👍 More than just clean URLs!

I finally got around to taking a little closer look at the SEO potential of the Sudsy Page plugin (which helps address @vladlarin’s question), and the results are quite promising - at least with respect to Google, specifically. After upgrading my Bubble plan, registering a new property, and verifying ownership through the Google search console, following is what Google reports…


I haven’t actually submitted the page for indexing (since I’ve yet to configure a custom domain), but Google says it will work. :wink:

I have, however, confirmed that Google does indeed crawl the content unique to the URL - i.e. the stuff fetched or generated dynamically by Bubble - even though the different “visitor pages” are technically “generated by” the same Bubble page. Needless to say, this is all very encouraging. (Woohoo!)

In addition to the SEO benefits and those listed in the product description (human-friendly, bookmarkable, UX, performance, etc.), using Sudsy Page also aligns well with the design guidelines outlined by @vlad in his excellent article.

Using Sudsy Page has allowed me to strike a good balance between a single-page app and working with numerous Bubble pages. I have separate “sections” of my site - e.g. a blog and user account section, for instance. Those are just 2 Bubble pages but constitute numerous visitor pages. I’ve found it helps me with app structure and maintenance.

I also think it has the potential to reduce server load for heavily used portions of a site such as a dashboard (although I have no quantitative data as yet to support that hypothesis).

Anyway, just wanted to follow up on the SEO issue and pass along the good news. :grin:

13 Likes

Thanks for sharing this!

Hey @sudsy ,

What’s the best way forward when it comes to submitting sitemaps for SPA sites powered by your plugin?

Any help here? What are people doing to crawl all the dynamically-generated URLs?

Thanks!

Hi @pavilaflores,

I’m not an SEO expert. Personally, I don’t obsess over SEO but rather take a “common sense” approach by simply using links for navigation (as opposed to workflows) for “important” URLs.

I might, for instance, use a Bubble Link element styled to look like a button instead of an actual Button element if it navigates to a “critical” view in the SPA (such as a user profile as an example).
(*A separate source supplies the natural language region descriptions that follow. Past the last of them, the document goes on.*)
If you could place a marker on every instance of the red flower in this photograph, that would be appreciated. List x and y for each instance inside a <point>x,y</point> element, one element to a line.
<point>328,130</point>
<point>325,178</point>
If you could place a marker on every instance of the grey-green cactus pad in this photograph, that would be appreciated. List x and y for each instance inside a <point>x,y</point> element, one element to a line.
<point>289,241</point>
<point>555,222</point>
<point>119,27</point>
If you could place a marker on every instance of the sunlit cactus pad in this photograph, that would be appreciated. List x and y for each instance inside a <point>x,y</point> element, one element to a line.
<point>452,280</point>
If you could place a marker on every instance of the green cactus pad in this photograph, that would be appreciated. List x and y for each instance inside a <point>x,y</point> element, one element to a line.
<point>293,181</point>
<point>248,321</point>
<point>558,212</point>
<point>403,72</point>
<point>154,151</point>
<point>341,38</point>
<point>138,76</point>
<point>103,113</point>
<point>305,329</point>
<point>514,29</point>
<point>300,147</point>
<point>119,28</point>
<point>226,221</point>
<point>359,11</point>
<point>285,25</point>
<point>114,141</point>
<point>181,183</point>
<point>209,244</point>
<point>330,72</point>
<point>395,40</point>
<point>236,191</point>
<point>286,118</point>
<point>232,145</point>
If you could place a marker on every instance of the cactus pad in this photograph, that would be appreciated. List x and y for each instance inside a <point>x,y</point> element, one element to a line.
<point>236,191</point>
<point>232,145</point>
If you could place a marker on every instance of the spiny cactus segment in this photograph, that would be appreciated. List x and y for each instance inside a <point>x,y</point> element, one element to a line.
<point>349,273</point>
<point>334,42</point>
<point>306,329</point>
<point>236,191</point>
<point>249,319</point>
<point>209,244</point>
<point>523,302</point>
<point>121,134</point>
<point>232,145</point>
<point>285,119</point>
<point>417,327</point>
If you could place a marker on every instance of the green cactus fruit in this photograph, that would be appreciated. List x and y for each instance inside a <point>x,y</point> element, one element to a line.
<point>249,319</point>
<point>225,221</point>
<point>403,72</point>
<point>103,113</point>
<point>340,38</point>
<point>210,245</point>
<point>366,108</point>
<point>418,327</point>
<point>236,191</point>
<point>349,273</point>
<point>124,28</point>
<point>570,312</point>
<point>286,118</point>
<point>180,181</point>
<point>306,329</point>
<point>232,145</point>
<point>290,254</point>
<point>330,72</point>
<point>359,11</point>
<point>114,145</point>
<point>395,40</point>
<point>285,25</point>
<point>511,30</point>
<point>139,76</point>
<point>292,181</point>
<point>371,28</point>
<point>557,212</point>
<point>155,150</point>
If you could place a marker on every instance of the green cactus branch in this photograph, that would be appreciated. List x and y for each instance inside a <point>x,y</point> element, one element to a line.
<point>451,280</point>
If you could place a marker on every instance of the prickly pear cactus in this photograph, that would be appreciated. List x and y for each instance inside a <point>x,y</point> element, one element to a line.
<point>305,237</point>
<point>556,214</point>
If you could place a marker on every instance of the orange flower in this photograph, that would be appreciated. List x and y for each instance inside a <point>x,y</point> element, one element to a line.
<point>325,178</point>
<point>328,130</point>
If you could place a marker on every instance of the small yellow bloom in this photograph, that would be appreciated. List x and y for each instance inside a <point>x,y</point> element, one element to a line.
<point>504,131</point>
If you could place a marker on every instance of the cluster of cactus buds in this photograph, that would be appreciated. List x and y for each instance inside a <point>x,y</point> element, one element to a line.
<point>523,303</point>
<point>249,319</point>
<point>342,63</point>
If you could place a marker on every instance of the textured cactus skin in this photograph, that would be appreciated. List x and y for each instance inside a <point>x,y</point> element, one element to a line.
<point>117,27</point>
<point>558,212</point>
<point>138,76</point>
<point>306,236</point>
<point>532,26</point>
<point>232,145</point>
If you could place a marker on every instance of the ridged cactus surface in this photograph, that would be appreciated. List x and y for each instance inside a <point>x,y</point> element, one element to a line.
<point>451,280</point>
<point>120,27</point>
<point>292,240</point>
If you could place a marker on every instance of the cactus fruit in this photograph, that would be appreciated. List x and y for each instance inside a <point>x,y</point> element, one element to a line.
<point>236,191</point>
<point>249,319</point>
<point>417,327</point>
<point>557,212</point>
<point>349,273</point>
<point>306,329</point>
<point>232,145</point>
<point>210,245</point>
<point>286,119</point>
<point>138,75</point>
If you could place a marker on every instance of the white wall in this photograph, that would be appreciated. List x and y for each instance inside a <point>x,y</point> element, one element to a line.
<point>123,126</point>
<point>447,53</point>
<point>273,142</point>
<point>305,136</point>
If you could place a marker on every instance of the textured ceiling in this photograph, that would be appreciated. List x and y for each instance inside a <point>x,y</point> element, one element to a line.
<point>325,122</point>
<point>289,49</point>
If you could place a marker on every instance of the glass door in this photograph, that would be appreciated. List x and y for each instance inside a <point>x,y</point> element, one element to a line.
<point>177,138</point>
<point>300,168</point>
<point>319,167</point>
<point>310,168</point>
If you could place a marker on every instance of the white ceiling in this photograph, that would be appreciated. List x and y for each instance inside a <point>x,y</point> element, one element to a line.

That’s because doing so results in actual link elements (anchor tags) on the page, which search engines like Google can “detect” to glean information about the page and site structure.

Of course, I also use a consistent and logical structure for my URLs.

I’ve yet to create a sitemap but might do so some day for certain sites. I guess it would be a largely manual process requiring submission directly to search engines, but I have nothing to share on the process at this point.

Anyway, good luck!

:slightly_smiling_face:

2 Likes

Thanks @sudsy ,

I’ve gone away and submitted it manually for now!

For a sitemap, I created a data field to save the information that will be setup for the sitemap, such as the link in the correct format on the datatype I am focused on adding to my sitemap. From there I do a download CSV to get those fields into a CSV file, followed by copy paste into my code editor (Sublime Text) to format into a proper XML sitemap format. Then I save the sitemap, upload it to my Bubble app and then submit it to Google.